De fietser van nu is anders dan die van 15 jaar terug. Het zijn er meer en ze fietsen meer én sneller. Dat vraagt om aanpassingen in de infrastructuur en bewegwijzering.Ewoud Vink is vanuit de provincie Noord-Brabant trekker van de pilot wayfinding voor regionale fietsroutes. ‘Een andere kleur of letter op het bord, kan net die paar seconden winst opleveren die voor een veilige kruising zorgt.’
Pilot
Als de hoogwaardige regionale fietsroutes in de toekomst aan elkaar verbonden zijn als een fijnmazig nationaal web waar je als fietser non-stop kunt doortrappen, dan is Ewoud Vink op dit moment de spin die druk aan het spinnen is. Hij is als beleidsadviseur van de provincie Noord-Brabant de coördinator vanuit de Tour de Force (Nationale Fietsagenda) voor de verschillende pilots die vanaf eind 2016 uitgevoerd zijn en de komende maanden nog op de planning staan. De resultaten van al die onderzoeken leveren nog dit jaar genoeg inzichten op voor een advies richting Platform bewegwijzering van het CROW. Dit zou kunnen leiden tot de aanpassing van de richtlijn die de Nationale Bewegwijzeringsdienst (NBd) hanteert bij het opstellen van de planvorming voor alle wegbeheerders, om zo fietsers vlot en veilig van A naar B te begeleiden.

Op de agenda
‘Fietsen staat hoog op de politieke agenda’, zegt Ewoud. ‘De staatssecretaris van Infrastructuur en Waterstaat wil nog deze kabinetsperiode 200.000 forenzen extra op de fiets en veel regio’s hebben zich gecommitteerd om deze ambitie waar te maken. Fietsen is beter voor het milieu en beter voor je lijf – win, win. Dat ‘snel’ werkt nogal eens verwarrend, trouwens. De routes zijn absoluut niet alleen bedoeld voor snelle fietsers op mountainbikes of elektrische fietsen, maar óók voor scholieren en bakfietsen. Het snel verwijst naar het gemak waarmee je als fietser grotere afstanden kunt afleggen. De fietsroutes zijn beter uitgerust voor verschillende types gebruikers – ze zijn breder, geasfalteerd en hebben, vaker dan nu, voorrang op zijwegen. Ook maken we gebruik van een ander soort wegmarkeringen en bewegwijzering.’

Paar seconden winst
Het meekrijgen van alle partijen ging zeker niet vanaf dag één soepel, herinnert Ewoud zich. ‘Dingen anders doen dan organisaties gewend zijn – dat vraagt om een lange adem vaak. Innoveren kost tijd, je hebt draagvlak nodig, moet energie stoppen om mensen mee te krijgen. Neem de plek waar tot nu toe altijd de bewegwijzering op fietspaden staat: op het beslismoment zelf, dus op de kruising of afslag. De snellere fietser ziet zo’n bord dus pas laat, en hoe sneller je fietst, hoe gevaarlijk de situatie mogelijk wordt. Uit de sociale psychologie weten we dat mensen hun aandacht niet gelijk kunnen verdelen. Als ze dus bezig zijn met de vraag of ze nog op de goede weg zijn, hebben ze minder oog voor hun omgeving. Niet zeker weten of je goed fietst, geeft stress. En stress en verkeer zijn eigenlijk nooit een goede combinatie. Gestreste verkeersdeelnemers zijn minder aardig voor andere weggebruikers en het wordt minder veilig. Andersom geldt dus hetzelfde; een duidelijke bewegwijzering kan net die paar seconden winst opleveren die voor een veilige kruising zorgt.’
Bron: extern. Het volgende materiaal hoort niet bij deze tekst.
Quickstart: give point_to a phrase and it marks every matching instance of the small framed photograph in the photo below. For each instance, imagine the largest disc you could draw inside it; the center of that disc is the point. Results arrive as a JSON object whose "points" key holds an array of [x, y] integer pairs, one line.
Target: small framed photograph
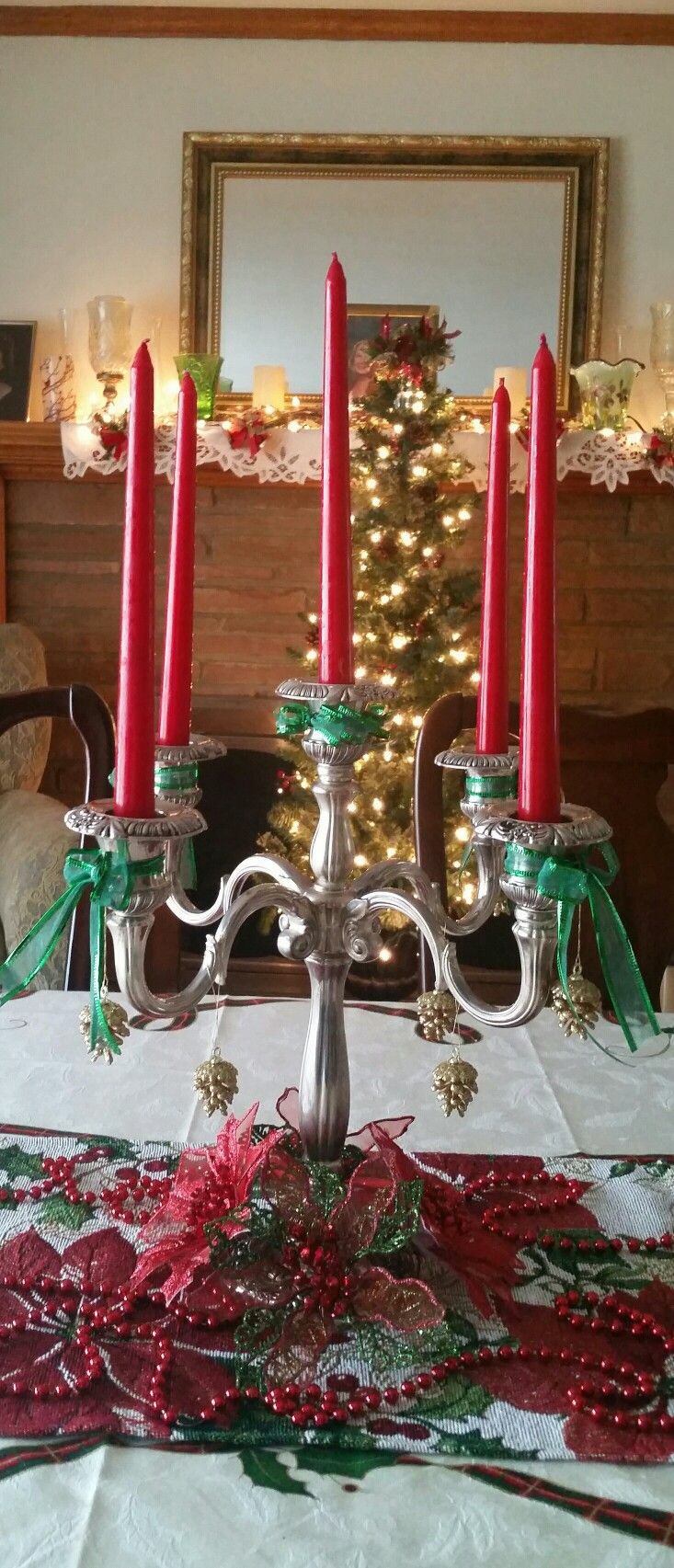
{"points": [[16, 364], [364, 324]]}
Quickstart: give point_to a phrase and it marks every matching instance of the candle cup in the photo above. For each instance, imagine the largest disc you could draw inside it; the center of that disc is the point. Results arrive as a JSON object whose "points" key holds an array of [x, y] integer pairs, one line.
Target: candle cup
{"points": [[204, 371], [177, 771]]}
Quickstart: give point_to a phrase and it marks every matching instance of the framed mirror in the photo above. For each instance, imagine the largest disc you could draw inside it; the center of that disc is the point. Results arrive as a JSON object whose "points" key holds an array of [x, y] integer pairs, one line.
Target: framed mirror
{"points": [[502, 235]]}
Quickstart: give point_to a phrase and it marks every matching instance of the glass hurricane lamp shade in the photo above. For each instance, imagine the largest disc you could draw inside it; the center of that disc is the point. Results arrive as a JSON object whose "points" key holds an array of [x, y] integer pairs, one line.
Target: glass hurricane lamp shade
{"points": [[662, 355], [204, 371], [605, 391], [110, 342]]}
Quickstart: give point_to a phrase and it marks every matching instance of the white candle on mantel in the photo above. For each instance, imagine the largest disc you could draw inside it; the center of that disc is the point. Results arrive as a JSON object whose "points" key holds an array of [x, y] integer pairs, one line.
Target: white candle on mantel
{"points": [[268, 386], [514, 378]]}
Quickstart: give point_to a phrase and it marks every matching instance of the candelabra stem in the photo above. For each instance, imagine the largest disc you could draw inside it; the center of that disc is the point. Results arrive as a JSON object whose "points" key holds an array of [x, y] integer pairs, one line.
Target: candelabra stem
{"points": [[325, 1078]]}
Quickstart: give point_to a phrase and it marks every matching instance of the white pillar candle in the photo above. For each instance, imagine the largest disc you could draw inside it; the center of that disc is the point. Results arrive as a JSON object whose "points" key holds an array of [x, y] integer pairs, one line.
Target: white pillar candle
{"points": [[268, 386], [514, 378]]}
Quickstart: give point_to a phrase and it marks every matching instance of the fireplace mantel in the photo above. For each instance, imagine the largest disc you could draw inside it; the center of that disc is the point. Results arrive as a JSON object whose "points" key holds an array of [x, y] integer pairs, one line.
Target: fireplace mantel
{"points": [[257, 571], [33, 452]]}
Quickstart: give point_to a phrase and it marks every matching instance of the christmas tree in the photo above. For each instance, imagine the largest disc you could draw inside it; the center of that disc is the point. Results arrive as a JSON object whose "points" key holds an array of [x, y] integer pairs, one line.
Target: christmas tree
{"points": [[414, 611]]}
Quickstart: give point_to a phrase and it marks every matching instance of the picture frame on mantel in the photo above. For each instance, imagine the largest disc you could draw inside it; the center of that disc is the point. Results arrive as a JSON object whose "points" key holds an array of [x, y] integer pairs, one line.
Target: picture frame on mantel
{"points": [[16, 367], [233, 180]]}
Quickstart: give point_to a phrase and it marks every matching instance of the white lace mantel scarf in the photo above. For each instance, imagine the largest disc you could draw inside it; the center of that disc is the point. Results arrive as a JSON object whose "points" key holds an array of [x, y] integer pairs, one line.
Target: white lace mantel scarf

In elke regio dezelfde borden
Samen met de NBd ontwikkelde het projectteam verschillende varianten (met variaties in onder meer kleur, indeling en lettertype) die in oktober en november getest gaan worden. Op drie trajecten, Deventer-Apeldoorn, Eindhoven-Veldhoven en Utrecht-Bilthoven, worden de varianten met tijdelijke bewegwijzering aangebracht. Daar zullen geselecteerde gebruikers hun ervaring delen. Door de borden te filmen, kan er in deze pilots een grotere groep respondenten benaderd worden, die online vragen zal beantwoorden. Ewoud: ‘Dankzij de NBd konden we goede varianten maken. Zij hebben meegedacht met de details, zoals het toepassen van kleurvlakken en het rechts- en links uitlijnen van teksten zodat de rijrichting geaccentueerd wordt. Door expertise en ervaring van alle partijen samen te brengen, verzin je samen slimme oplossingen waar je in je eentje niet opgekomen was.’ Er liggen op dit moment in Nederland circa 20 hoogwaardige regionale fietsroutes, er zijn er zo’n 40 in voorbereiding en nog eens 60 op de planning. Ewoud: ‘De bevindingen van onze pilots moet een blauwdruk opleveren waar ook andere regio’s mee aan de slag kunnen. Zodat er straks een uniforme bewegwijzering is op alle snelle fietsroutes.’